1. First, we need to understand that the kinetic energy (KE) of an object is given by the formula KE = 1/2 * m * v^2, where m is the mass of the object and v is its velocity.

2. The potential energy (PE) at a height h in a gravitational field is given by PE = m * g * h, where g is the acceleration due to gravity.

3. In a vertical circular motion, the total mechanical energy (sum of kinetic and potential energy) is conserved.
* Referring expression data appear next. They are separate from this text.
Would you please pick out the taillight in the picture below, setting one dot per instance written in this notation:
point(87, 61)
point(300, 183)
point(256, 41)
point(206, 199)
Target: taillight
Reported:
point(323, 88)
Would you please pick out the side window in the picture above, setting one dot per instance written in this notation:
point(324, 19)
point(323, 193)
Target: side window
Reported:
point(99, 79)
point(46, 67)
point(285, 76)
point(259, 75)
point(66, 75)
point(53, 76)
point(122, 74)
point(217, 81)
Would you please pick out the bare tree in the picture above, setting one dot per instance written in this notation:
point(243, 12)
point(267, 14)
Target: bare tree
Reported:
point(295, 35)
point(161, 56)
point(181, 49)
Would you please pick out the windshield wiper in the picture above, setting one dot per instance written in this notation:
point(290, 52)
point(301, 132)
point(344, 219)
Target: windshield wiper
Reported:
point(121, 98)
This means that the sum of KE and PE is the same at the highest and lowest points.

4. At the highest point, the kinetic energy is minimum (let's call it KE_min) and the potential energy is maximum (PE_max = m * g * h, h is the diameter of the circle in this case, 2r = 2m).

5. At the lowest point, the kinetic energy is maximum (KE_max) and the potential energy is minimum (PE_min = 0, because the body is at the lowest point, h = 0).

6. Since the total energy is conserved, we have KE_min + PE_max = KE_max + PE_min.

7. We can rearrange this equation to find the difference in kinetic energy between the highest and lowest points: KE_max - KE_min = PE_max - PE_min.

8. Substituting the known values, we get KE_max - KE_min = m * g * 2r.

9. Plug in the given values (m = 1 kg, r = 1 m, g = 9.8 m/s^2) to find the difference in kinetic energy.

Please provide the complete question to get the exact answer.